Here are some useful Python libraries to get you started in web scraping.

Looking for Python website scrapers? In this article, we will get you started with some helpful libraries for Python web scraping. You'll find the tools and the inspiration to kickstart your next web scraping project.

Web scraping is the process of extracting information from the source code of a web page. This may be text, numerical data, or even images. It is the first step for many interesting projects! However, there is no fixed technology or methodology for Python web scraping. The best approach is very use-case dependent.

This article is aimed at people with a little more experience in Python and data analysis. If you're new to Python and need some learning material, take a look at this track to give you a background in data analysis.

Let's get started!

Requests

The first step in the process is to get data from the web page we want to scrape. The requests library is used for making HTTP requests to a URL.

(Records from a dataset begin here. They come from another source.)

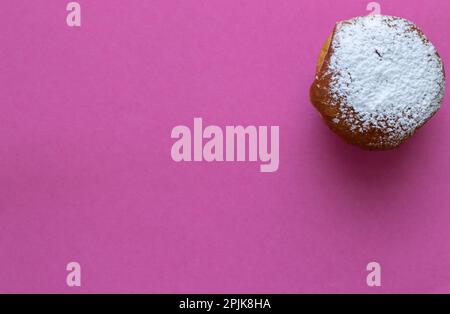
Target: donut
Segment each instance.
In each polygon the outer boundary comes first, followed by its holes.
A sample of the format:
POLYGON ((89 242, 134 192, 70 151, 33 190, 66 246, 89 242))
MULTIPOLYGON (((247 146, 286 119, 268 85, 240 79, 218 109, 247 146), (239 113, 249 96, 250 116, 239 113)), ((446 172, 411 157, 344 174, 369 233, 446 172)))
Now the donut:
POLYGON ((369 150, 398 147, 440 108, 442 60, 412 22, 369 15, 338 22, 320 52, 310 89, 326 124, 369 150))

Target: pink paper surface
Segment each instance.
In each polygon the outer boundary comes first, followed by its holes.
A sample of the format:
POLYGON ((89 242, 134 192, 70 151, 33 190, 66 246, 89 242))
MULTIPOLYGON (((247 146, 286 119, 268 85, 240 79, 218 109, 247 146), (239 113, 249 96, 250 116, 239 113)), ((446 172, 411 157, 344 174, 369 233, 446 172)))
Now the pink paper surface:
MULTIPOLYGON (((448 97, 389 152, 309 102, 334 23, 368 2, 80 0, 70 28, 64 1, 1 1, 0 292, 450 292, 448 97), (279 170, 175 163, 194 117, 279 125, 279 170)), ((449 64, 450 1, 379 2, 449 64)))

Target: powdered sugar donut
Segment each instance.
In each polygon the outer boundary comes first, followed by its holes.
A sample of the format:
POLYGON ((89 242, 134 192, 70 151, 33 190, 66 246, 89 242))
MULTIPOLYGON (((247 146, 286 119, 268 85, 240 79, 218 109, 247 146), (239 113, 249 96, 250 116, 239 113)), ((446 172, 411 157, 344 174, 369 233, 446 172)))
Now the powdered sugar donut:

As an example, let's say we're interested in getting an article from the learnpython.com blog. To import the library and get the page just requires a few lines of code:

>>> import requests
>>> url = 'https://learnpython.com/blog/python-match-case-statement/'
>>> r = requests.get(url)

The object r is the response from the host server and contains the results of the get() request. To see if the request was successful, check the status with r.status_code. Hopefully, we don't see the dreaded 404! You also need to be aware of the potential for the equally vexing 403 error in web scraping, but luckily this is something you have more control over, as it normally relates to anti-scraping systems, rather than the missing page issue of 404 errors. It is possible to customize the get() request with some optional arguments to modify the response from the server. For more information on this library, including how to send a customized request, take a look at the documentation and user guide.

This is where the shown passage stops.